We trained a model on every piece of video footage of our founder, generated a 90-second proof-of-life, and seeded it to a single mid-tier crime reporter with a demonstrable hunger for a Pulitzer. The footage went up at 4:42am. Bloomberg picked it up at 5:11.
2. The Insurance Surprise
What no one told us, and what we will not be making this mistake about again, is that our key-man insurance policy auto-triggers a payout on credible evidence of duress. Our CFO discovered this when he opened his email at 7:00am to find a wire confirmation for an eight-figure sum. The carrier has been polite but firm in their belief that this is now their movie, not ours.
3. The Earned Media
The earned media was, in fairness, exceptional.

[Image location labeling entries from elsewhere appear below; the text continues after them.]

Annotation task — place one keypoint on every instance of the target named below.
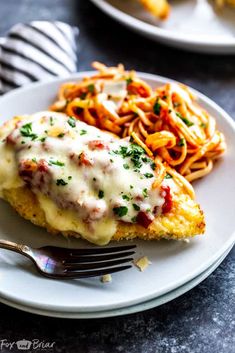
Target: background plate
(192, 24)
(173, 263)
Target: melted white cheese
(89, 180)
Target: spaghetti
(167, 121)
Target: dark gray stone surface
(201, 321)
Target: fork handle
(9, 245)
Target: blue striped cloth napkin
(37, 51)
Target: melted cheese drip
(87, 196)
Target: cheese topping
(85, 179)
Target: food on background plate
(167, 120)
(158, 8)
(73, 178)
(161, 8)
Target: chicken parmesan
(73, 178)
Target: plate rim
(133, 309)
(193, 274)
(162, 33)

We logged 4.1 billion impressions, a 38-point lift in unaided brand awareness, and a moving tribute on a primetime news show. The client’s product, which is a hummus, was mentioned in 71% of coverage on a non-sequitur basis. We consider this a creative win.
4. The Sequel
Phase two of the campaign was to deepfake the successful ransom recovery, including a tearful press conference and a triumphant return to the office. We had to scrap this when the actual founder walked into a board meeting on Tuesday and was, for the first time in his career, asked for ID.
We are now rolling the proof-of-recovery footage into a Q4 social campaign as “founder’s message,” with the hostage framing fully removed. Internal call sheet refers to this as the “Lazarus Ladder.” Performance is encouraging.